The expedition also brought with it a real sense of mindfulness. You find a new you and it helps to re-build confidence that you take back into everyday life. It gives you the ability to build strength of being in the moment, which can be a real struggle for those with PTSD.”
Alongside regular counselling sessions, the Pilgrim Bandits’ Curtis Palmer Programme has helped Emily to gain the confidence she needs to continue her career in the Police Force and now she helps others battling mental health issues.
“I’ve now got a new job as Staff Officer to an Assistant Chief Constable and I’m really enjoying work. At Thames Valley Police, I feel we are very progressive – there’s been a big change in the support now available to Officers. It’s about giving staff the tools of how to recognise that there will be experiences you encounter where you will be scared, but it’s how you calm down and how you manage that.
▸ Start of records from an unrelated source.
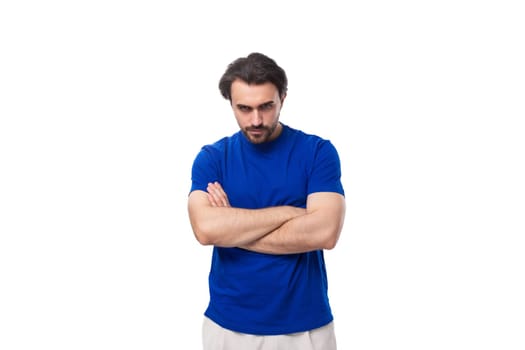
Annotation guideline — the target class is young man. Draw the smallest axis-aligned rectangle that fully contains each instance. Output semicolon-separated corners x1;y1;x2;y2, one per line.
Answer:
188;53;345;350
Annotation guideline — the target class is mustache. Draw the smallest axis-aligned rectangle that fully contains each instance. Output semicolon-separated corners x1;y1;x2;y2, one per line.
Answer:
246;125;268;131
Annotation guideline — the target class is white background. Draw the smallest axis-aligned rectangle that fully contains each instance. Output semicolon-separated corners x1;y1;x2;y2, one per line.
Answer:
0;0;525;350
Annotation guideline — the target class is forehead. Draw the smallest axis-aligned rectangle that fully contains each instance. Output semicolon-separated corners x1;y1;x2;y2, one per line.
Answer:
231;79;279;106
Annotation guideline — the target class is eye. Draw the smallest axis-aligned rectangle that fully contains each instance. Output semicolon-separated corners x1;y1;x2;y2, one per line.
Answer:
237;105;252;112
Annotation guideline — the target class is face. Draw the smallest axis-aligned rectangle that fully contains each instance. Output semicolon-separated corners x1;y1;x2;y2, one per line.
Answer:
231;79;285;143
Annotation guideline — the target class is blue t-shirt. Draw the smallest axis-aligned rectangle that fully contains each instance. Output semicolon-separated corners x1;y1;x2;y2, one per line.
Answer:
191;124;344;335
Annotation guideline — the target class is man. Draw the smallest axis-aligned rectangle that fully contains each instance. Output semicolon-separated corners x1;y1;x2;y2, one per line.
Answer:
188;53;345;350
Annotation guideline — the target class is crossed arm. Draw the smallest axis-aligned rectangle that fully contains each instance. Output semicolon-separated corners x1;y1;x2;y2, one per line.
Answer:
188;182;345;254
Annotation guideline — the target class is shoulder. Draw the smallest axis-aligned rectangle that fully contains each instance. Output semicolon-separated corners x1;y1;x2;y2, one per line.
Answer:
283;125;337;153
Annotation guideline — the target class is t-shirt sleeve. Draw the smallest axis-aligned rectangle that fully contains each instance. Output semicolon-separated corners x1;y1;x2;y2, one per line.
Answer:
190;146;220;192
308;140;344;196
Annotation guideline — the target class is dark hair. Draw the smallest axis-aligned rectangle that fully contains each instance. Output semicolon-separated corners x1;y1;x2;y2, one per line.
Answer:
219;52;288;101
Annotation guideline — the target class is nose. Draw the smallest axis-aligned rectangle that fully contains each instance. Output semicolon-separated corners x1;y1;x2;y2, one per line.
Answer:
251;108;263;126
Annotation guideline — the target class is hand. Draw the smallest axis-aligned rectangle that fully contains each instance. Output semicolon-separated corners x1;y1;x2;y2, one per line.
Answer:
206;181;230;207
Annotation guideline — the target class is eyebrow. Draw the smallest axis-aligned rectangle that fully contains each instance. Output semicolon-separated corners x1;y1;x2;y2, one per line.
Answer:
237;100;275;108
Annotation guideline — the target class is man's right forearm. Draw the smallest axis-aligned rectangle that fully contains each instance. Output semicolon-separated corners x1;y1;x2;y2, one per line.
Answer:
189;193;306;247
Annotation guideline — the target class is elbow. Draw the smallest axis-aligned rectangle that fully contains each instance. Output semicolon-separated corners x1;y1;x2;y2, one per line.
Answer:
192;224;215;246
194;232;213;246
323;236;338;250
322;227;341;250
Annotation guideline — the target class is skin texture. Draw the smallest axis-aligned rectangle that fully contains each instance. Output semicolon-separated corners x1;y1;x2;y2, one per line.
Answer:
188;80;345;254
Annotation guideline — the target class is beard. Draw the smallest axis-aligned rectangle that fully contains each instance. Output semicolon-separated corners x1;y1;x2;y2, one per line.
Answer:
242;122;279;144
“I’m now training to coach others, I’ve done training in Psychology, understanding behaviours. I’ve also done a course on health and safety in the water, so I’m now able to help others to join in these weekends. I’m helping Damien to identify those that need help, doing referrals and working with the force to review how we can support Pilgrim Bandits. The shared understanding with those involved in Pilgrim Bandits’ Curtis Palmer Programme is really quite unique, which is why I’m so passionate about it. PTSD is recoverable. Our aim is to help people with PTSD to become their new best selves.”
Her advice to others with PTSD who are considering joining the programme?
“Firstly, you’re not alone and you haven’t done anything wrong. Come along to a training weekend, be brave and give it a go. You will enjoy it and you will feel supported.”